Como um proxy MITM de deep-packet e com reconhecimento de IA, o Aryaka AI>O Secure intercepta o tráfego em todos os estágios da cadeia de ataque do ClawHavoc.

Método 1: Bloqueio do download da habilidade maliciosa

Quando um usuário executa a instalação do clawhub, o AI>Secure descriptografa o tráfego HTTPS do registro.

  • A proteção: Ele não apenas vê um arquivo; ele analisa o conteúdo Markdown do SKILL.md. Ele usa a inspeção semântica para identificar “instruções tóxicas”, como comandos ocultos do shell ou links para sites conhecidos de compartilhamento de trechos usados na campanha do ClawHavoc.
  • O resultado: Ele bloqueia o download na borda da rede, impedindo que as instruções maliciosas cheguem à memória do agente.

Método 2: Filtragem semântica de respostas (defesa de instruções)

Se uma habilidade ruim já estiver em sua máquina, o AI>Secure oferece uma segunda camada de defesa, inspecionando a saída do LLM.

  • A proteção: Quando o LLM diz ao usuário para “Executar este script para ativar a ferramenta”, o mecanismo semântico do AI>Secure reconhece isso como “Fraude do instalador”. Ele identifica que a IA está sendo manipulada para induzir um ser humano a uma ação perigosa.
  • O resultado: O proxy redige o comando do fluxo de bate-papo ou bloqueia totalmente a mensagem, substituindo-a por um aviso de segurança na interface do usuário.

Método 3: Filtragem proativa de URL e SWG (defesa de carga útil)

Se o usuário tentar executar manualmente um comando curl malicioso ou baixar um ZIP “pré-requisito”, a funcionalidade do Secure Web Gateway (SWG) do AI>Secure intervém.

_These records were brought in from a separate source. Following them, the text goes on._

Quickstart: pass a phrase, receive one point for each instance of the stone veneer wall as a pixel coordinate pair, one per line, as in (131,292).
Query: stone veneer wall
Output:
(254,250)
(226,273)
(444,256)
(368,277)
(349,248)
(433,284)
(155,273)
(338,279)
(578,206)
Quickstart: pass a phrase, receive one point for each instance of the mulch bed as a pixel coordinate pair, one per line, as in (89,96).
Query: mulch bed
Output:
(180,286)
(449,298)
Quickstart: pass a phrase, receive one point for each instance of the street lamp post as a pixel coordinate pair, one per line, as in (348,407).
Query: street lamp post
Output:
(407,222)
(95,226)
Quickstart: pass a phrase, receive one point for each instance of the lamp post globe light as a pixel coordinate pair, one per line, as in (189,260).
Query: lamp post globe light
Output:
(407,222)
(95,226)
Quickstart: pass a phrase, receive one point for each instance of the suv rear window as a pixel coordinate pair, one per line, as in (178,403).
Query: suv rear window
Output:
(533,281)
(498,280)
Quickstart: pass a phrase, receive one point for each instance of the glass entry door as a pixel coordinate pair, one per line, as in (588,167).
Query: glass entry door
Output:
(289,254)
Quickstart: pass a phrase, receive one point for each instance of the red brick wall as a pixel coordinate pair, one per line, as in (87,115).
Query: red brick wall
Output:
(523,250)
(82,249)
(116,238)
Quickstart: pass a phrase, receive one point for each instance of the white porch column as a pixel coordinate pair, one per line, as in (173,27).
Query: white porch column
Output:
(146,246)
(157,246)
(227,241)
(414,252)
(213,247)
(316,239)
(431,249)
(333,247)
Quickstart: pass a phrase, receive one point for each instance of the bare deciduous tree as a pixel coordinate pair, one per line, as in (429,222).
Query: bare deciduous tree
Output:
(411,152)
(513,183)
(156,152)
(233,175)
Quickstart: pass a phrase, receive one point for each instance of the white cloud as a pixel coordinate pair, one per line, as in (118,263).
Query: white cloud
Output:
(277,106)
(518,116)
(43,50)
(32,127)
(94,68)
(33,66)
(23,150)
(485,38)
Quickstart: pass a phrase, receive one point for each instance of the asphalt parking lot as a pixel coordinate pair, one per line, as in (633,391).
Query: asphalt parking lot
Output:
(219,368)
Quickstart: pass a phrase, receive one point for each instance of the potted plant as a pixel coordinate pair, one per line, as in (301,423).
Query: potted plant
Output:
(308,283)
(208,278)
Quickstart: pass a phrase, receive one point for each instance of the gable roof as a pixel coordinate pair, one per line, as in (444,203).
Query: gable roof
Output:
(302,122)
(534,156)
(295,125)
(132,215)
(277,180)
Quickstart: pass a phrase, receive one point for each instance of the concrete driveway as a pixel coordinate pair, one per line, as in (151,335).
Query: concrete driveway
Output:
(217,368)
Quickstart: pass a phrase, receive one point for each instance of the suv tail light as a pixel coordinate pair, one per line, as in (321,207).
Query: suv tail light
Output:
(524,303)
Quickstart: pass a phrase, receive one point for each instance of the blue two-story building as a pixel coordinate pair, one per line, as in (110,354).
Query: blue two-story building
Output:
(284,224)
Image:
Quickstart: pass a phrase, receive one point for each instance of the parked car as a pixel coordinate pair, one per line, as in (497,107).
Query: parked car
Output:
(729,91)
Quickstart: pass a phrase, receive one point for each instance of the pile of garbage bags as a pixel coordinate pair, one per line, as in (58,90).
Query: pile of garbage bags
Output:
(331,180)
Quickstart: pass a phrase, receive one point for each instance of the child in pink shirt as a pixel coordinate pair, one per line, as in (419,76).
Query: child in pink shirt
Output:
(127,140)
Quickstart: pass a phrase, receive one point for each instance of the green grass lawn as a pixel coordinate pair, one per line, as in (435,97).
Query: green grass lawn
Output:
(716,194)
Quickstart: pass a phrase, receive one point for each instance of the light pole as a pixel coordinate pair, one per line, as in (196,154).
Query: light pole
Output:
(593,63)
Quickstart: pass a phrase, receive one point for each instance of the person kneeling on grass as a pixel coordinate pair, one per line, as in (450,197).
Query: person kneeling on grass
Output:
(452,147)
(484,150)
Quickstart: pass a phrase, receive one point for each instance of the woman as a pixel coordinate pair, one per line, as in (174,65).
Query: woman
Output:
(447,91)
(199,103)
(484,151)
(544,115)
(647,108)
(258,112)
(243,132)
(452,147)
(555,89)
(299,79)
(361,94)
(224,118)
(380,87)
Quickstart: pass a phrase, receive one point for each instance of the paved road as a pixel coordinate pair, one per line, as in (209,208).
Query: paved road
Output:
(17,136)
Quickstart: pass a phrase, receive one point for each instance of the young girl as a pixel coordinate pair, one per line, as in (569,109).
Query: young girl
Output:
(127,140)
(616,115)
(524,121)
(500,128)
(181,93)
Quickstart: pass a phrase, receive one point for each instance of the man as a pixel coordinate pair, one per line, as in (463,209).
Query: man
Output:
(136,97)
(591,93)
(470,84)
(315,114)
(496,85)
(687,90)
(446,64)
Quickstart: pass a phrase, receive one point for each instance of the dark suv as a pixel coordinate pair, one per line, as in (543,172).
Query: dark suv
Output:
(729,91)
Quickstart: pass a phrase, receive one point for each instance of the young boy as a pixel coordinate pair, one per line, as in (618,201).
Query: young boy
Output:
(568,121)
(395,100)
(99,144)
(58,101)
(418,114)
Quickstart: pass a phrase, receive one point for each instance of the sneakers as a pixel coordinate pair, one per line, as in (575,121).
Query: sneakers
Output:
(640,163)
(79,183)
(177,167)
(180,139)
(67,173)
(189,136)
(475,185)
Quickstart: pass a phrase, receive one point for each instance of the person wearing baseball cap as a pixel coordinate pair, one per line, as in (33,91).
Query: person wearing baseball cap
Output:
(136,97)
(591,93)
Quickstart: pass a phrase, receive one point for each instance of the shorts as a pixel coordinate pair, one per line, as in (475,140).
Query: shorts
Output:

  • A proteção: O AI>Secure utiliza um URL Intelligence Feed em tempo real para rastrear domínios de phishing e infraestrutura de hospedagem de malware.
  • O resultado: Quando o agente ou o usuário tenta acessar o URL específico que hospeda a carga útil do malware (como glot.io ou webhook.site), o proxy identifica o destino como “mal-intencionado” ou “de alto risco” e elimina a solicitação instantaneamente. Isso impede que o malware real seja buscado.

Método 4: Ferramenta de tempo de execução e bloqueio de dados

Se o malware conseguir ser executado, o AI>Secure atuará como o guardião final dos seus dados.

  • A proteção: Ela entende as chamadas do MCP (Model Context Protocol). Se um agente infectado tentar executar um comando shell para exfiltrar dados, o AI>Secure identifica o destino anômalo.
  • O resultado: Seu DLP (Data Loss Prevention) de última geração verifica todos os dados de saída em busca de “segredos” (chaves de API, cabeçalhos SSH). Se ele vir suas credenciais privadas saindo da rede, ele encerrará a sessão e alertará a equipe de segurança.

Conclusão

A crise do ClawHavoc prova que, para agentes autônomos, o prompt e o manifesto de habilidades são os novos perímetros. Ao utilizar um proxy centrado em IA, como o Aryaka AI>Secure, o senhor garante que seu agente OpenClaw continue sendo uma ferramenta de produtividade e não uma porta de entrada para invasores.